Hugh A. Bentley (1909–1984) is known for launching a cleanup drive to get rid of crime and corruption in Phenix City, Alabama, in the early 1950s. He was beaten, and survived an assassination attempt with a dynamite bomb.

==Personal life==
Bentley was born on August 15, 1909, in Phenix City. He was the youngest of seven sons. His father, Calvin Bentley, operated a grocery store. His mother was Minnie Bentley. Bentley attended the high school in Phenix City, then Massey Business School in Columbus, Georgia, and Northwestern University in Evanston, Illinois. He married Bernice Roche, and the couple had three children. Bentley opened a sporting goods store in Columbus, Georgia.

==Reform==
In 1949, Bentley decided to reform Phenix City, which was widely known as a "sin city," a center of prostitution, and gambling, run by corrupt officials. Phenix City was located across the river from Fort Benning, and its vice dens were a lure for servicemen. After efforts to create civic betterment associations, such as the Christian Laymen's Association and the Good Government League, he organized the Ministers Alliance, which turned over to the Russell County Grand Jury evidence of organized crime in Phenix City. He founded the Russell Betterment Association (named after the county in which Phenix City is located), in 1950. The RBA then enlisted the help of Albert Patterson, an attorney, to help fight corruption at the state level, by running for state Attorney General.

==Violent altercations==
His house was dynamited in January 1952 while he was away. No one in the family was seriously injured, although his son Hughbo was hurled from his bedroom by the explosion. On Election Day in May 1952, while monitoring the polling places Bentley, his son Hughbo, and their fellow activist Hugh Britton were beaten bloody by thugs.

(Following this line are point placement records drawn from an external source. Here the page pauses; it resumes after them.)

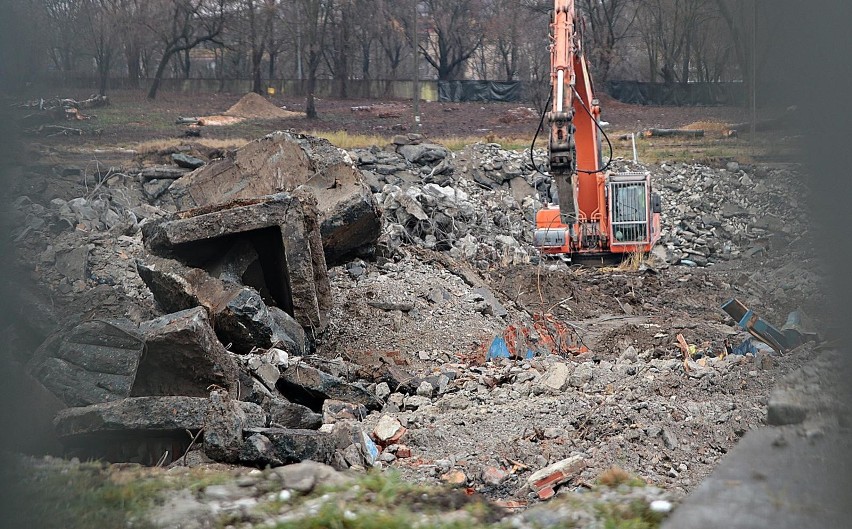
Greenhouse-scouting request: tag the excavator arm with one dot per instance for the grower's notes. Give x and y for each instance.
(588, 195)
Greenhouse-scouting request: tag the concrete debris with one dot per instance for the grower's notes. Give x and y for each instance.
(388, 431)
(90, 363)
(545, 481)
(186, 161)
(303, 477)
(309, 386)
(183, 357)
(223, 428)
(296, 445)
(285, 414)
(283, 230)
(336, 410)
(141, 429)
(242, 318)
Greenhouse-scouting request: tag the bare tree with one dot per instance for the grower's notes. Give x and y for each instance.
(181, 25)
(338, 54)
(609, 24)
(668, 28)
(258, 18)
(456, 32)
(23, 49)
(313, 19)
(392, 36)
(63, 18)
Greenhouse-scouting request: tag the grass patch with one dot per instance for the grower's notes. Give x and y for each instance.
(634, 515)
(154, 146)
(615, 476)
(347, 140)
(88, 495)
(712, 149)
(385, 500)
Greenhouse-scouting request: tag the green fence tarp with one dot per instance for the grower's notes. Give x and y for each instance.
(460, 91)
(676, 94)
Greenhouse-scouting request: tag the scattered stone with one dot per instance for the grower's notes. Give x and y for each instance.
(454, 477)
(545, 481)
(223, 428)
(285, 231)
(494, 476)
(349, 218)
(382, 390)
(304, 476)
(242, 318)
(335, 410)
(284, 414)
(186, 161)
(556, 377)
(785, 408)
(309, 386)
(388, 431)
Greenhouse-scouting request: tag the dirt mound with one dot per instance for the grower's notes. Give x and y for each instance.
(254, 106)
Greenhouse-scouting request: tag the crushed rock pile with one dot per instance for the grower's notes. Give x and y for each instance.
(480, 204)
(381, 361)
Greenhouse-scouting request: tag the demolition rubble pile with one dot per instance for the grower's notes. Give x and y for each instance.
(481, 203)
(225, 296)
(291, 301)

==Murder of Albert Patterson==
In 1954, Albert Patterson, supported by Bentley and the RBA, successfully ran for the Democratic nomination for state Attorney General. On June 18, 1954, Patterson was killed by four gunshots. The assassination prompted Gov. Gordon Persons to declare martial law in Phenix City, and to send in the National Guard to enforce martial law. Those indicted for the murder of Patterson included the Attorney General of Alabama, who was judged mentally unfit to stand trial, the Russell County District Attorney, who was acquitted, and a Deputy Sheriff, who was convicted. Over a six-month period the National Guard cleaned up the town, destroying gambling operations and brothels and enforcing a ban on alcohol sales. A grand jury produced 600 indictments against town officials By 1955 conditions had improved enough that Look Magazine called Phenix City an "All American City."

==Motion picture==
In 1955 the motion picture The Phenix City Story included a portrayal of Bentley by the actor Otto Hulett.
In 1958, Bentley's life story, in particular his efforts in the Russell Betterment Association, was presented on the TV program This Is Your Life. After the cleanup of Phenix City, Bentley continued to support community improvement, as well as serving as a Sunday School teacher. He died on April 13, 1984, in Phenix City.